Il tasso di disoccupazione inizierà a scendere molto gradualmente nel corso del 2012, dopo aver toccato l’apice (9,0%) nel quarto trimestre dell’anno venturo”. Sul fronte dell’inflazione ”l’aumento dei prezzi al consumo rimarrà contenuto, sotto il 2%, nel prossimo biennio. Tensioni si verificheranno per i listini dei beni ad alto contenuto di materie prime energetiche e alimentari, le cui quotazioni sono rincarate nettamente. In generale i corsi delle commodity sono record e comprimono i margini aziendali”. Quanto ai conti pubblici, ”pur scontando l’efficacia piena delle manovre del Governo, il disavanzo e il debito risulteranno più elevati a causa della minor crescita, come anche indicato dalla Commissione europea.
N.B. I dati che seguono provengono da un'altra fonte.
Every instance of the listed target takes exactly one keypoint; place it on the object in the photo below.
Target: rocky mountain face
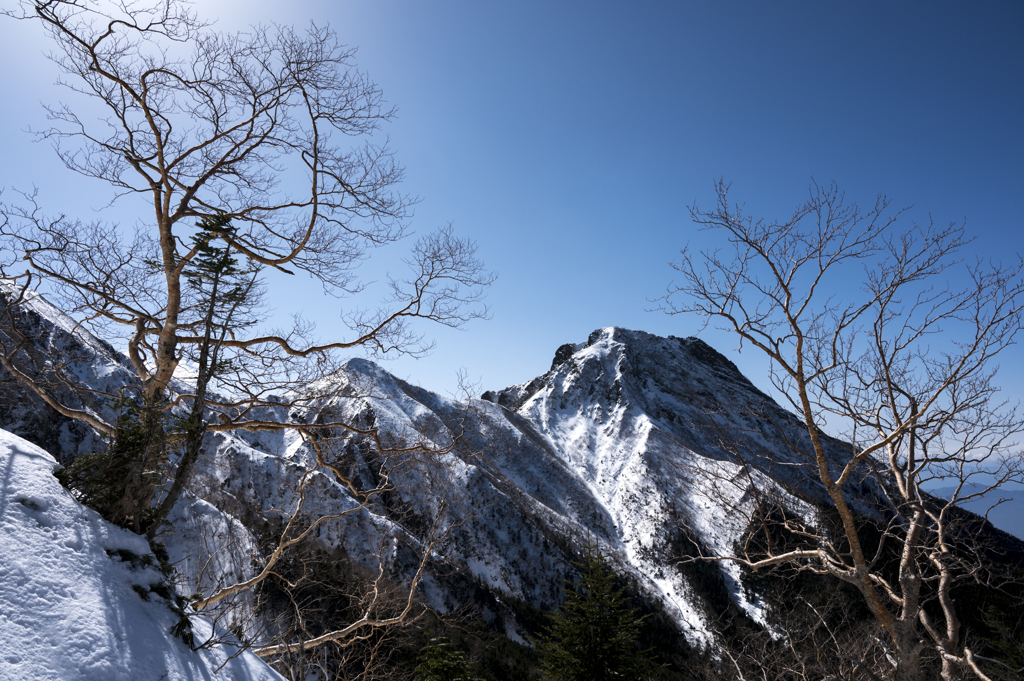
(649, 447)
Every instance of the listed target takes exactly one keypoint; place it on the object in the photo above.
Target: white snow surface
(68, 609)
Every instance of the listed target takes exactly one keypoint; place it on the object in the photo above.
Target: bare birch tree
(885, 338)
(259, 151)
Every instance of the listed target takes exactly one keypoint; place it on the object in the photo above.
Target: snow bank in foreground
(68, 609)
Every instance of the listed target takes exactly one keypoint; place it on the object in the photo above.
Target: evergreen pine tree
(594, 636)
(439, 661)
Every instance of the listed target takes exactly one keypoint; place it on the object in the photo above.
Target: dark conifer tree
(595, 634)
(439, 661)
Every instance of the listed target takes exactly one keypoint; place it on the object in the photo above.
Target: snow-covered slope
(647, 445)
(76, 593)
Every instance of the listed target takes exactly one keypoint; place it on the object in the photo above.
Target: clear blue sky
(568, 138)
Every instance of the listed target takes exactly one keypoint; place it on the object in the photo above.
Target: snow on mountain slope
(70, 594)
(622, 441)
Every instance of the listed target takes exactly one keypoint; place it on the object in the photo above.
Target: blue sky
(568, 139)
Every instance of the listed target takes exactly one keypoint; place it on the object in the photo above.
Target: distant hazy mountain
(1004, 507)
(630, 439)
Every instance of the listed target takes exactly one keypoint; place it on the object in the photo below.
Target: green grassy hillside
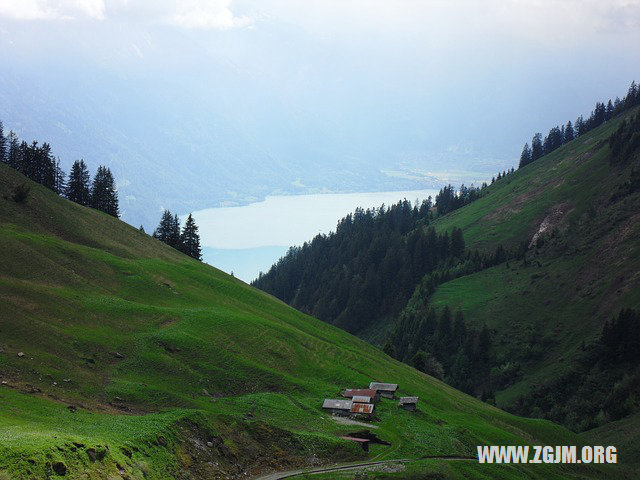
(544, 310)
(121, 358)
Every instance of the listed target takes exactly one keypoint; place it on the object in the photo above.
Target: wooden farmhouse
(364, 392)
(338, 407)
(362, 409)
(386, 390)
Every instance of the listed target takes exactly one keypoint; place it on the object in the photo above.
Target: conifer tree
(59, 178)
(78, 188)
(190, 240)
(13, 158)
(4, 158)
(537, 149)
(103, 192)
(457, 242)
(168, 230)
(569, 134)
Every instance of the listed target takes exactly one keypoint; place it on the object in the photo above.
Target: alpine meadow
(486, 328)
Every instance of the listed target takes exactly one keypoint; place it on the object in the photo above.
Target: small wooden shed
(362, 409)
(337, 407)
(408, 403)
(360, 399)
(387, 390)
(362, 392)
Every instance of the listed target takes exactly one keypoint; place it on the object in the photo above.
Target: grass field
(138, 362)
(543, 311)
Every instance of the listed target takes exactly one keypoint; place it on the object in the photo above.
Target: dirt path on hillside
(354, 466)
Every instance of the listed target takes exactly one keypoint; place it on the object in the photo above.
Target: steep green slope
(545, 308)
(121, 358)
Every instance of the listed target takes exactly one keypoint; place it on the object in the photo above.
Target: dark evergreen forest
(39, 164)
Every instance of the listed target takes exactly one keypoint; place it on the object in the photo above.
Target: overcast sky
(405, 79)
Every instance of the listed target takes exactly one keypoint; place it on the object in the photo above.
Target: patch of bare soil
(554, 218)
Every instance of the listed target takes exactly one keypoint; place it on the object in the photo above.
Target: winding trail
(353, 466)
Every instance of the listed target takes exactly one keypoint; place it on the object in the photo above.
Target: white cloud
(189, 14)
(52, 9)
(207, 14)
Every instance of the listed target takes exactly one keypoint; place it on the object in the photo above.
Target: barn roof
(354, 392)
(384, 387)
(337, 404)
(361, 399)
(362, 408)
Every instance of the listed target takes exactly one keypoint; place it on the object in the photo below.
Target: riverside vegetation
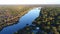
(48, 22)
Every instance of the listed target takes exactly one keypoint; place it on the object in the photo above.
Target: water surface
(26, 19)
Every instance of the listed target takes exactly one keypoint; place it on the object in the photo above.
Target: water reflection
(26, 19)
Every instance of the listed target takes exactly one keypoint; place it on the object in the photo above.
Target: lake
(26, 19)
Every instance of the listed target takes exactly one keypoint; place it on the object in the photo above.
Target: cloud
(29, 2)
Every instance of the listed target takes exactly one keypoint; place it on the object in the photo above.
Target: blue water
(26, 19)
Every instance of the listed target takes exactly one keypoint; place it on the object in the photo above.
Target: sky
(12, 2)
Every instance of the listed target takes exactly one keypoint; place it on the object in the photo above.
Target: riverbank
(47, 23)
(9, 21)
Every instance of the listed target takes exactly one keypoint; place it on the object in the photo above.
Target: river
(26, 19)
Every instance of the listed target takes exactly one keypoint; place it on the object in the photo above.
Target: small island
(48, 22)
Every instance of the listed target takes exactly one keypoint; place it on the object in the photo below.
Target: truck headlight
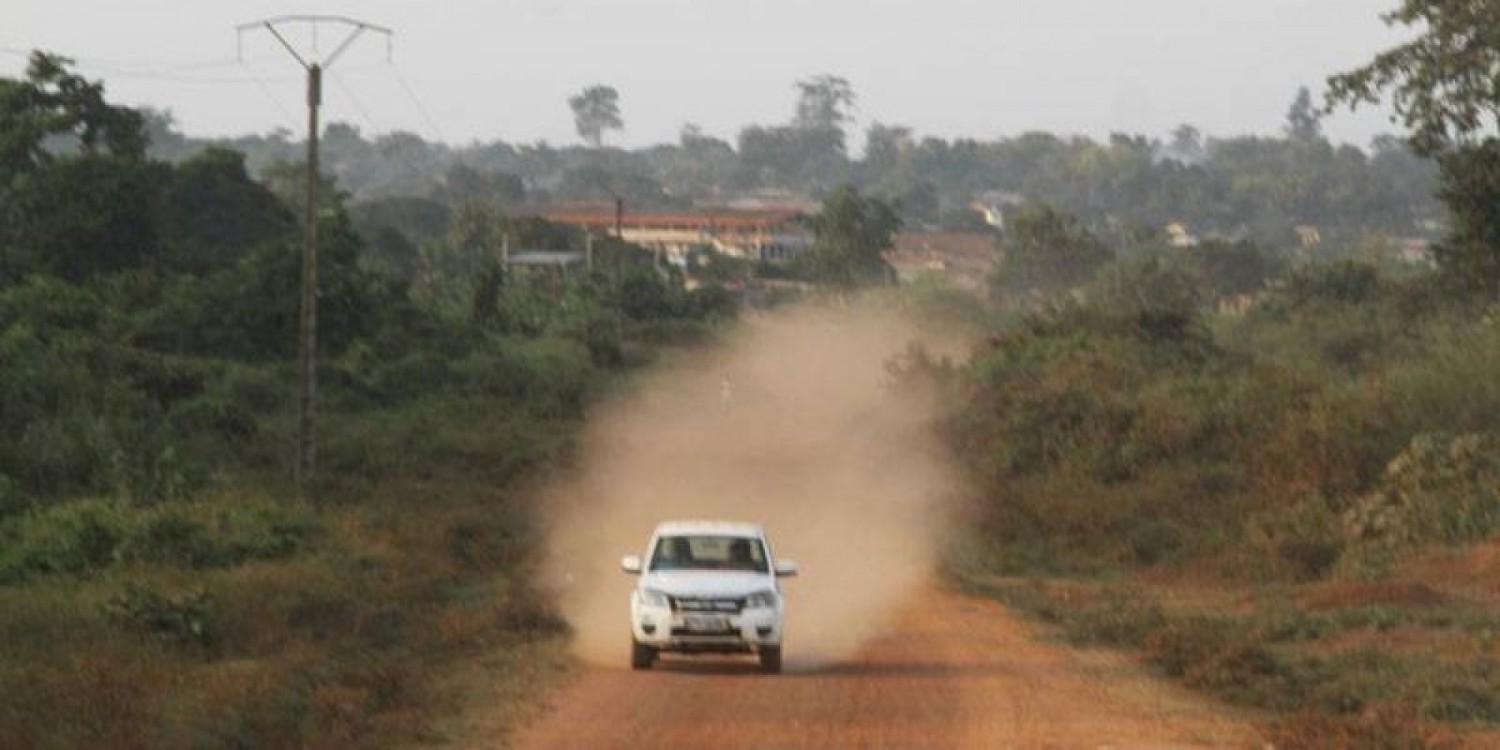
(761, 600)
(653, 597)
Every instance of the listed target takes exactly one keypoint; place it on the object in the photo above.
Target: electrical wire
(411, 95)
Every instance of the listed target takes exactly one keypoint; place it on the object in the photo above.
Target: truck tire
(641, 656)
(771, 660)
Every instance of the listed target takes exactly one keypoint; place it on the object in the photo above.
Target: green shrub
(1440, 489)
(72, 537)
(185, 617)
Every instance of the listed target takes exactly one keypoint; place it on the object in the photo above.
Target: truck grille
(722, 605)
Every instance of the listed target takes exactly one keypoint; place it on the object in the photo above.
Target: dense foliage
(161, 582)
(1242, 188)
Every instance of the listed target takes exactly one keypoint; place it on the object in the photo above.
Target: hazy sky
(471, 69)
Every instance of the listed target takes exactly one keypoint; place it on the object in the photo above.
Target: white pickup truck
(707, 587)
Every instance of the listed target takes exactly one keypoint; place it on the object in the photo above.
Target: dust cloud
(791, 425)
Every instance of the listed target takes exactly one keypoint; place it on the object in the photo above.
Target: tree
(849, 239)
(1442, 83)
(824, 102)
(594, 111)
(1443, 89)
(1047, 249)
(54, 102)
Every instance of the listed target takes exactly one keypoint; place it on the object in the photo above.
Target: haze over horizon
(945, 68)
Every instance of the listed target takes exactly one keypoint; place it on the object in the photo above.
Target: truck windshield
(708, 552)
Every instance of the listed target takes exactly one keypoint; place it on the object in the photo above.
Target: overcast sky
(483, 69)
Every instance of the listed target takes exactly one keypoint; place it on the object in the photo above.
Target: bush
(185, 617)
(74, 537)
(1440, 489)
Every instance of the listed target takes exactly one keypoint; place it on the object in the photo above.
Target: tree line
(1130, 185)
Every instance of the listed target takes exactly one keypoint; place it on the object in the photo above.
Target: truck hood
(707, 582)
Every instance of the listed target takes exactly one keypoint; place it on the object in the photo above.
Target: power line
(416, 101)
(308, 323)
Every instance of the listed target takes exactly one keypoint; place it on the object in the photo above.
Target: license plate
(705, 623)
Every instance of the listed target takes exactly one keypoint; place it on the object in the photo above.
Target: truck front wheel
(641, 656)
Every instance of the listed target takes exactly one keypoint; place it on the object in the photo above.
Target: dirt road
(954, 672)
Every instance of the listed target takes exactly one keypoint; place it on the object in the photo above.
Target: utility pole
(308, 324)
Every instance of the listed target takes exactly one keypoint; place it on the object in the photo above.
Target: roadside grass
(1325, 671)
(1293, 509)
(243, 618)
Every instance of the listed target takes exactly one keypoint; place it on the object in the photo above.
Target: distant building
(962, 258)
(767, 234)
(1181, 236)
(1308, 237)
(1416, 251)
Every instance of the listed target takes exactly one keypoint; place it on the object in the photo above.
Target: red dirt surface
(954, 672)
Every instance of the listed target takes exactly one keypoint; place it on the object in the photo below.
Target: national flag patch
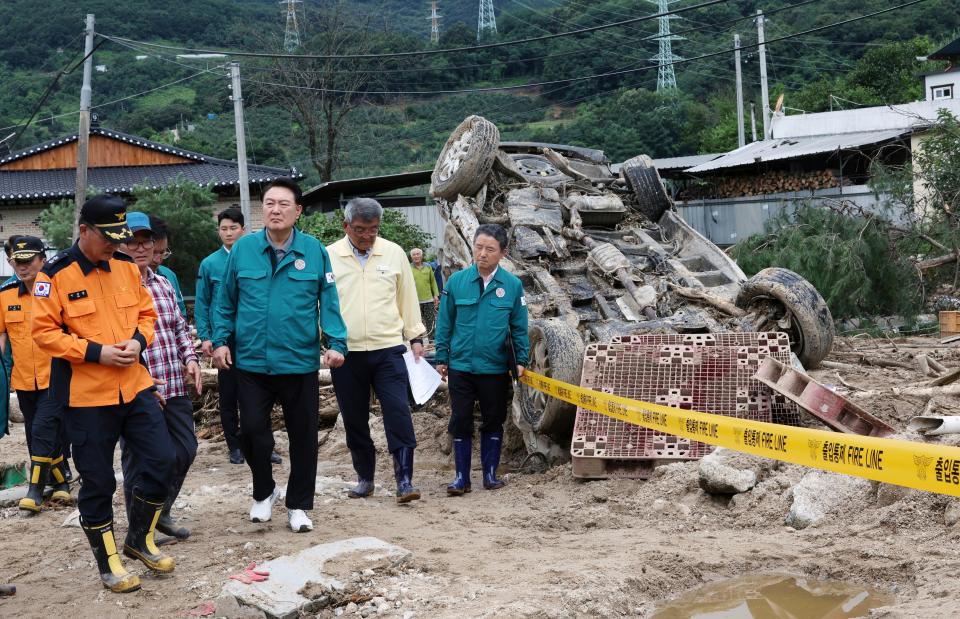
(41, 289)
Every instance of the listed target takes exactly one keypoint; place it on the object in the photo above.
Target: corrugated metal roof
(788, 148)
(682, 163)
(904, 117)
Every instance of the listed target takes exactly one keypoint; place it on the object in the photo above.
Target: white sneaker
(262, 511)
(299, 521)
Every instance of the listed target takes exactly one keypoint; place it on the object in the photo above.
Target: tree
(393, 227)
(185, 207)
(322, 93)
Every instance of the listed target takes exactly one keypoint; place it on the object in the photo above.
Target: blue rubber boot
(462, 448)
(403, 471)
(364, 463)
(490, 443)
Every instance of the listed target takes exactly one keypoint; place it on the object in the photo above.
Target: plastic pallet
(711, 373)
(832, 409)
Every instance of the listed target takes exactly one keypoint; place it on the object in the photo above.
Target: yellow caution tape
(933, 468)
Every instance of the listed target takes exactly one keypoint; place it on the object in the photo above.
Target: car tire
(647, 186)
(556, 351)
(466, 159)
(787, 295)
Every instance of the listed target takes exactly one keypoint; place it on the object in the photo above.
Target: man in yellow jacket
(378, 301)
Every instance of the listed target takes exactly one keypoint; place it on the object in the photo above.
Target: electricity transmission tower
(666, 78)
(291, 35)
(434, 23)
(487, 21)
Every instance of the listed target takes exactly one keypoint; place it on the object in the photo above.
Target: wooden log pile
(775, 181)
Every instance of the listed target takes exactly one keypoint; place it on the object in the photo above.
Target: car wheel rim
(455, 156)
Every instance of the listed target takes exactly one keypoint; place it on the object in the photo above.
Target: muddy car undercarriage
(602, 253)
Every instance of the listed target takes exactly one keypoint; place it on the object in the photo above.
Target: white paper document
(424, 380)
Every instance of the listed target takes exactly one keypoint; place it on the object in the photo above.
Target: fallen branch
(698, 295)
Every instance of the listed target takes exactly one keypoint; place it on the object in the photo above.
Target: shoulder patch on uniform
(13, 283)
(41, 289)
(58, 263)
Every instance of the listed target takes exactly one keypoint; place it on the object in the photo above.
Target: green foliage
(393, 227)
(56, 221)
(851, 259)
(185, 206)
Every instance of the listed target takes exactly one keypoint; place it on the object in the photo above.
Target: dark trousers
(299, 397)
(384, 371)
(43, 422)
(229, 419)
(94, 432)
(490, 390)
(178, 417)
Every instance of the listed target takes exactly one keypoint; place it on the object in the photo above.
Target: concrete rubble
(312, 578)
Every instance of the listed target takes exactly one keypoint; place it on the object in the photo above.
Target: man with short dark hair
(95, 318)
(483, 314)
(378, 298)
(209, 278)
(277, 292)
(161, 251)
(167, 357)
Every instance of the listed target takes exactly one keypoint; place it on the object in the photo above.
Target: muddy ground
(547, 545)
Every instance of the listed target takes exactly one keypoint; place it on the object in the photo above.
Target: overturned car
(603, 254)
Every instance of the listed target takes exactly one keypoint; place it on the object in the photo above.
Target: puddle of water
(12, 475)
(775, 596)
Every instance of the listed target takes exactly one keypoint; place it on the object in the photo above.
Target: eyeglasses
(365, 231)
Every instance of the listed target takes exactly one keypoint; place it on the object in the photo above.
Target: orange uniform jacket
(80, 306)
(31, 366)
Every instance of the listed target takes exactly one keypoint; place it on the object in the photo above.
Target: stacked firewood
(775, 181)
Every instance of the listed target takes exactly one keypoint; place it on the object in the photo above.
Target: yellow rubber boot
(31, 504)
(140, 542)
(112, 573)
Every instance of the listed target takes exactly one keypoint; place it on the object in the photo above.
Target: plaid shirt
(172, 347)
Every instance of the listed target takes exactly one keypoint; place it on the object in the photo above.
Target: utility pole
(434, 23)
(487, 20)
(764, 90)
(741, 140)
(666, 76)
(237, 97)
(291, 34)
(83, 135)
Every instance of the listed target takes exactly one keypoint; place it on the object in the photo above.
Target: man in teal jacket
(481, 332)
(277, 286)
(230, 228)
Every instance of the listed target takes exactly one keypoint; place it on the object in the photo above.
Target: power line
(615, 73)
(428, 52)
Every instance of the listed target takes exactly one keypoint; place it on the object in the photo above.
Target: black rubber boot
(365, 464)
(140, 543)
(167, 526)
(61, 487)
(104, 546)
(403, 471)
(490, 443)
(31, 504)
(462, 448)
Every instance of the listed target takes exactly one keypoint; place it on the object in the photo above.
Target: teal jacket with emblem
(472, 326)
(208, 284)
(271, 315)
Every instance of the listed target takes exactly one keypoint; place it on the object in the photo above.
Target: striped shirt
(172, 347)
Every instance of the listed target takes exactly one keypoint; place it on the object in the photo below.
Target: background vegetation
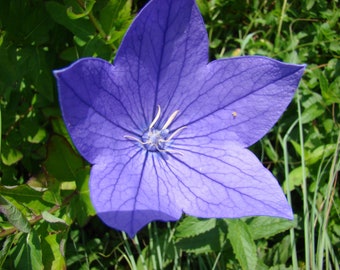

Il deficit si situa al 5,1% del Pil nel 2010, al 4,2% nel 2011 e al 3,2% nel 2012. Il debito arriverà al 120,3% del Pil l’anno venturo, per poi scendere al 119,8% in quello seguente”. Per Confindustria ”il Paese continua a soffrire delle gravi carenze di competitività che erano già emerse nel periodo 1997-2007 e che sono state aggravate dalla recessione. Sono evidenziate dall’andamento del ”clup” (il costo del lavoro per unità di prodotto sintetizza anche l’evoluzione insoddisfacente della produttività) e dall’accumularsi del debito estero, che avviene nonostante la fiacchezza della domanda interna”. Le condizioni creditizie, nell’analisi degli economisti di via dell’Astronomia, ”rimangono difficili e su di esse incombono perdite sui prestiti sia a famiglie e imprese sia a stati sovrani (quelli percepiti più in difficoltà), oltre che su quel che resta dei titoli tossici.